December 14, 2020
This is a recipe I threw together with the two great new condiments I just got. This incredible oyster sauce:
and this superb XO Sauce
Basically I just scrounged around in my pantry to see what I had that might make a delicious dish.
I began with about half a pound of frozen shrimp. I defrosted them under cold running water, peeled them, dried them off and sprinkled them with salt and pepper.
I found a few carrots and some cabbage, so I shredded them. I cut 5 scallions, slicing the white parts and cutting the green into 2 inch sticks. I smashed a clove of garlic.

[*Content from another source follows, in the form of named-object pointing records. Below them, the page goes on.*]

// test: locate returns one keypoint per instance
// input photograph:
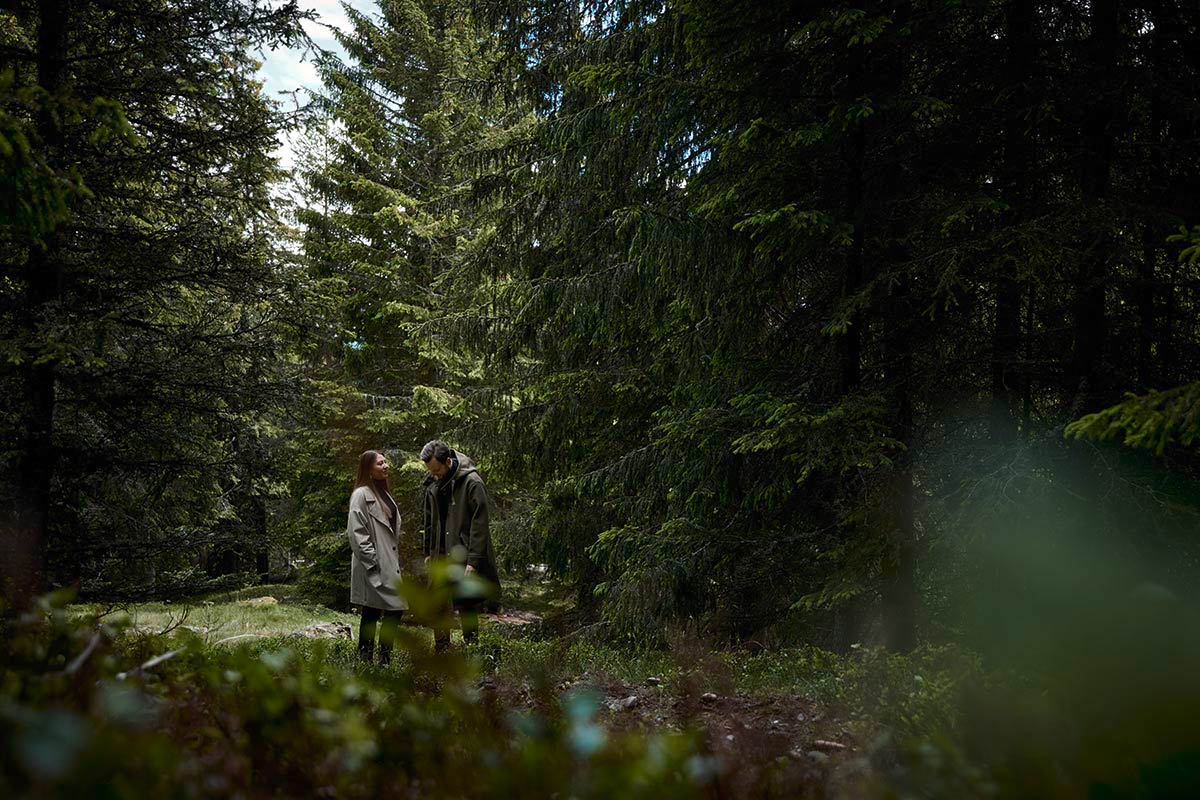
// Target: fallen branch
(153, 662)
(240, 636)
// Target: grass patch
(215, 620)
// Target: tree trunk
(1017, 186)
(24, 549)
(1090, 320)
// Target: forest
(833, 368)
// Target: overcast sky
(288, 71)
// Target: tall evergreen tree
(138, 320)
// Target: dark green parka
(468, 511)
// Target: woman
(373, 529)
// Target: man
(457, 513)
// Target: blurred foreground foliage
(294, 719)
(1102, 708)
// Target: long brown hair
(366, 461)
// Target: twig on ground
(153, 662)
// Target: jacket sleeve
(427, 507)
(358, 528)
(480, 524)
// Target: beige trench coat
(375, 564)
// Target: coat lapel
(376, 510)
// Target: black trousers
(468, 615)
(388, 632)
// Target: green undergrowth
(99, 710)
(913, 695)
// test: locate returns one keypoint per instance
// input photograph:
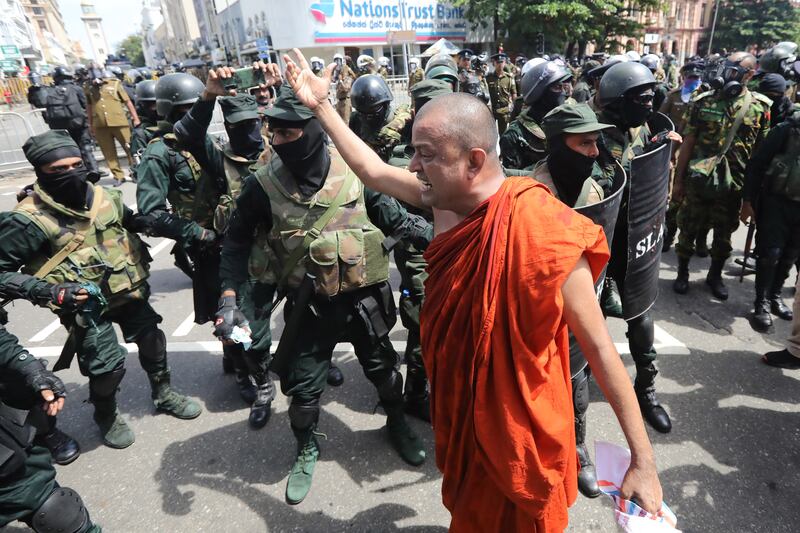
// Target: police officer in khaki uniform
(502, 91)
(107, 102)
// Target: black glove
(38, 378)
(63, 295)
(228, 315)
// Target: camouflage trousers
(698, 212)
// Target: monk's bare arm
(368, 166)
(312, 91)
(586, 322)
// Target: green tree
(132, 45)
(563, 22)
(761, 23)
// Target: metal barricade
(14, 131)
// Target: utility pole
(713, 26)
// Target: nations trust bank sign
(368, 21)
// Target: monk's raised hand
(642, 485)
(215, 83)
(311, 90)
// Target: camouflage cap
(238, 108)
(50, 146)
(288, 108)
(430, 88)
(571, 118)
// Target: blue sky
(120, 19)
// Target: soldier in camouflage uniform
(352, 300)
(69, 239)
(28, 488)
(502, 91)
(374, 120)
(343, 77)
(709, 175)
(522, 145)
(772, 183)
(675, 106)
(626, 96)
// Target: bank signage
(368, 21)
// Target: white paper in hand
(612, 463)
(242, 336)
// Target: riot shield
(647, 206)
(605, 215)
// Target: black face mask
(569, 170)
(306, 158)
(246, 139)
(68, 187)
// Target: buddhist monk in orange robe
(510, 269)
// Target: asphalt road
(730, 464)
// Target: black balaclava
(306, 158)
(69, 187)
(568, 168)
(245, 138)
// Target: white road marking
(185, 327)
(155, 250)
(46, 331)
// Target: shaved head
(744, 59)
(462, 120)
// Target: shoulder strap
(77, 239)
(312, 233)
(737, 123)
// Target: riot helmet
(545, 78)
(365, 63)
(371, 98)
(175, 90)
(626, 93)
(62, 73)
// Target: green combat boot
(300, 477)
(169, 401)
(113, 429)
(402, 437)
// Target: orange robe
(496, 350)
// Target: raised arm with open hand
(312, 91)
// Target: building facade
(94, 29)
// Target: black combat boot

I cooked a handful of Chinese egg noodles (you could use any kind of noodle, from spaghetti to rice noodles) in boiling water until they were not quite cooked. I drained them, tossed them with peanut oil and set them aside.
I mixed a tablespoon or so of the oyster sauce with soy sauce and a couple tablespoons of the XO sauce.
I add some oil to a wok, quickly cooked the shrimp until just pink and removed them. I added a bit more oil, added the carrot, cabbage and garlic and stir-fried for a minute. I added the noodles, and tossed about for a few more minutes before adding the shrimp and scallion greens, along with the XO sauce mixture. I tossed that about a bit and ate it with great pleasure.
The leftovers were even better the next day (with some more XO sauce spooned on top).